Otherwise, you can get a reference to the model object:

import aporia

apr_model = aporia.Model(model_id="my-model", model_version="v1")

Expected Format

The log_training_set and log_test_set functions receive pandas DataFrames, in which each column corresponds to a field defined during model version creation.

NOTE: Aporia doesn't actually store your training data - we save aggregations of it instead.

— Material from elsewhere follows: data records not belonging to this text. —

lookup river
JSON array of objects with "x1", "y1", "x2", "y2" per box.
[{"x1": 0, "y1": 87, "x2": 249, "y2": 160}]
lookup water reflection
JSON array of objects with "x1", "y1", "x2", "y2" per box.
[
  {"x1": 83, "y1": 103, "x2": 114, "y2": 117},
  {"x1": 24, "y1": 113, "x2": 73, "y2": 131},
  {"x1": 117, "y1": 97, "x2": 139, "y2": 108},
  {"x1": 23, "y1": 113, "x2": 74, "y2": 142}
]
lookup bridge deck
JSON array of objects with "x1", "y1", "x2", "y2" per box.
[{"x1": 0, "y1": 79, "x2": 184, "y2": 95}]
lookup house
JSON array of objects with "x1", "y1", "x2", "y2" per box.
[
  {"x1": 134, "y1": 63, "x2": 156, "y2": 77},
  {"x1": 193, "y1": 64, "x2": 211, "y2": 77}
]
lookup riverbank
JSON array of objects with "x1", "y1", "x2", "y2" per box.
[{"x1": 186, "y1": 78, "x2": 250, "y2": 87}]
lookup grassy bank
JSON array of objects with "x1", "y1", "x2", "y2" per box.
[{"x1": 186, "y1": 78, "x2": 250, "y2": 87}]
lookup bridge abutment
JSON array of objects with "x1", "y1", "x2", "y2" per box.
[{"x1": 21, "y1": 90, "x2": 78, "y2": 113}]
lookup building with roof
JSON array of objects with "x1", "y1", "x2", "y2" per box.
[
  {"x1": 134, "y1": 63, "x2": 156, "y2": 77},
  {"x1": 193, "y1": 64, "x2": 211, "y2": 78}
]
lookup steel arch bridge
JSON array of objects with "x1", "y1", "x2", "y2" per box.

For example, if our model version was defined as follows:

aporia.create_model_version(
  model_id="my-model",
  model_version="v1",
  model_type="binary",
  features={
    "Age": "numeric",
    "Annual_Premium": "numeric",
    "Previously_Insured": "boolean",
    "Vehicle_Age_< 1 Year": "boolean",
    "Vehicle_Age_> 2 Years": "boolean",
    "Vehicle_Damage_Yes": "boolean",
  },
  predictions={
    "will_buy_insurance": "boolean",
  },
)

Then the log_training_set function would receive something similar to this:

import pandas as pd

training_features = pd.DataFrame({
  "Age": [31, 20, 53],
  "Annual_Premuim": [11234, 534534, 859403],
  "Previously_Insured": [False, True, True],
  "Vehicle_Age_< 1 Year": [False, True, False],
  "Vehicle_Age_> 2 Years": [True, False, True],
  "Vehicle_Damage_Yes": [True, False, False],
})

training_labels = pd.DataFrame({
  "will_buy_insurance": [True, False, True],
})

Logging Training Data

Use the log_training_set function to report the features and labels your model was trained on:

apr_model.log_training_set(
  features=training_features,
  labels=training_labels,
)

Logging Test Data

Use the log_test_set function to report the features, predictions and labels you used to test your model:

apr_model.log_test_set(
  features=test_features,
  predictions=test_predictions,
  labels=test_labels,
)

In both log_training_set and log_test_set, it's possible to log the raw inputs that were used to generate the training features, using the raw_inputs parameter.